Singer Frenchie Davis appears as Effie, one of the main characters in this musical about dethroned singers. But Davis is best known as the zaftig American Idol contestant who was dethroned unceremoniously when the revelation that she’d modeled for an Internet porn site resulted in her banishment from the show.
It turns out that Davis has more vocal range than the average American Idol singer and, ironically, may have a longer career than all of them put together.
She’s also one of the reasons that this production of Dreamgirls is so interesting. It’s not only her voice, which is powerful. It’s not her stage presence, which isn’t always as polished as that of her fellow performers.
Rather, it’s the combination of Davis’ talent and her slight awkwardness, along with the fact that the audience is pulling for her, that adds a layer of poignancy to both her performance and the role of Effie. Effie is a unique singer who doesn’t fit into a marketer’s mold. Effie’s story feels like an extension of Davis’ own life, as does her willingness to plug away in the face of defeat.
Dreamgirls is a tribute to Motown-era singing groups, complete with stylish fashions and synchronized dancing. The musical lightly shadows the story of the Supremes and the rise of Diana Ross, though with a lot of poetic license. It also explores the innocence of the groups and their time in history, as well as the exploitation of talent and the underlying racial discrimination in the music business.
The Dreamgirls score blends R&B, soul, pop and gospel music. Though the music is wonderfully inclusive, fun and powerful, there is a lack of good “whistle-as-you-leave” songs.

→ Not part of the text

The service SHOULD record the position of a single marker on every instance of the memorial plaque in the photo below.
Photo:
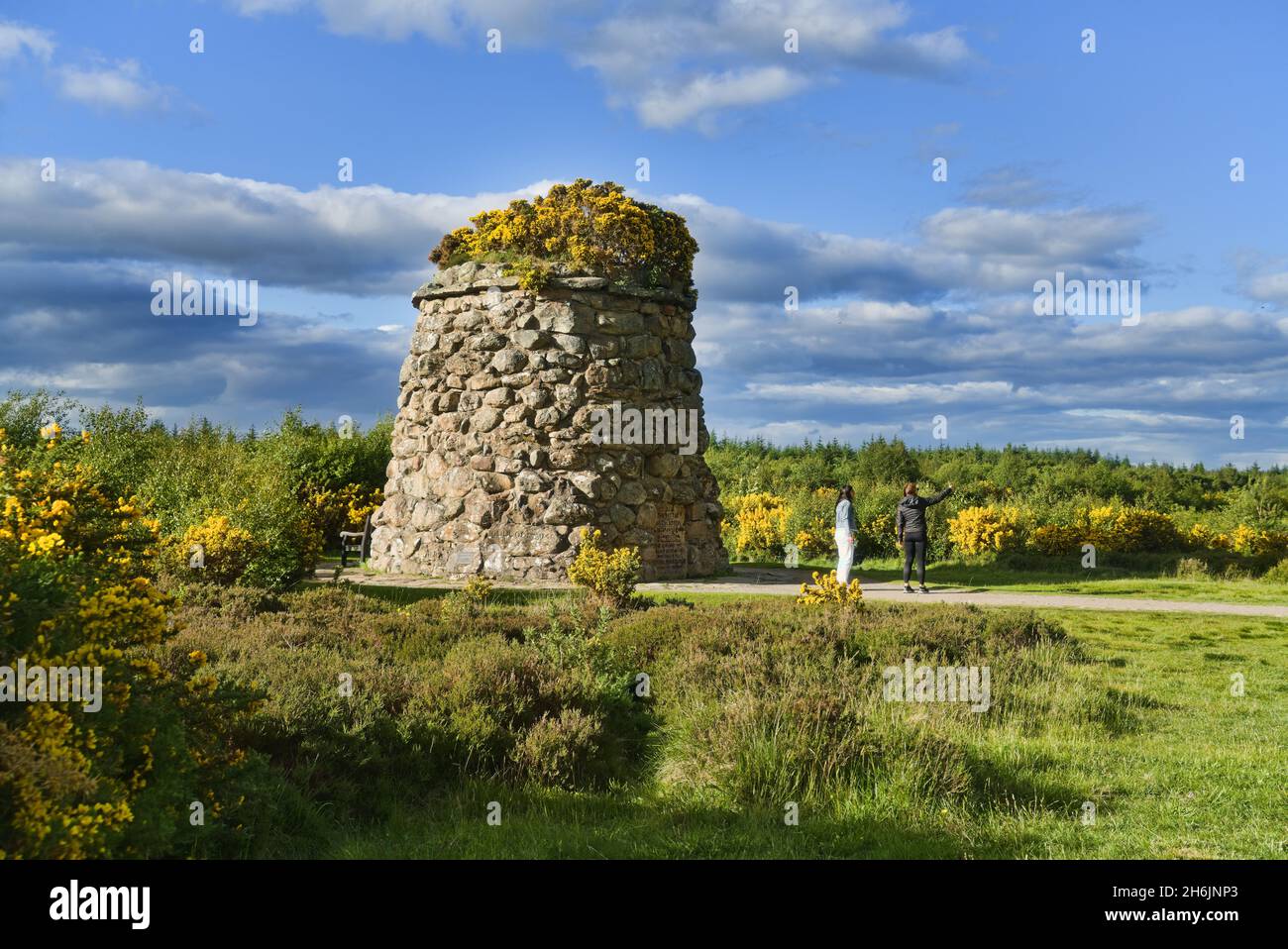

This road production brings with it a showcase of talent besides Davis, including her fellow Dreams (Ramona Keller and Angela Robinson), manager Curtis Taylor (David Jennings) and soul singer Early (Harrison White). The nonstop singing and dancing is impressive and fun. However, on the night reviewed, there was a noticeable dip in energy toward the end of the first act, which the cast fought to regain throughout the remainder of the show. But none of this was a disappointment to the American Idol fans who came to see a former Idol but instead witnessed an emerging star.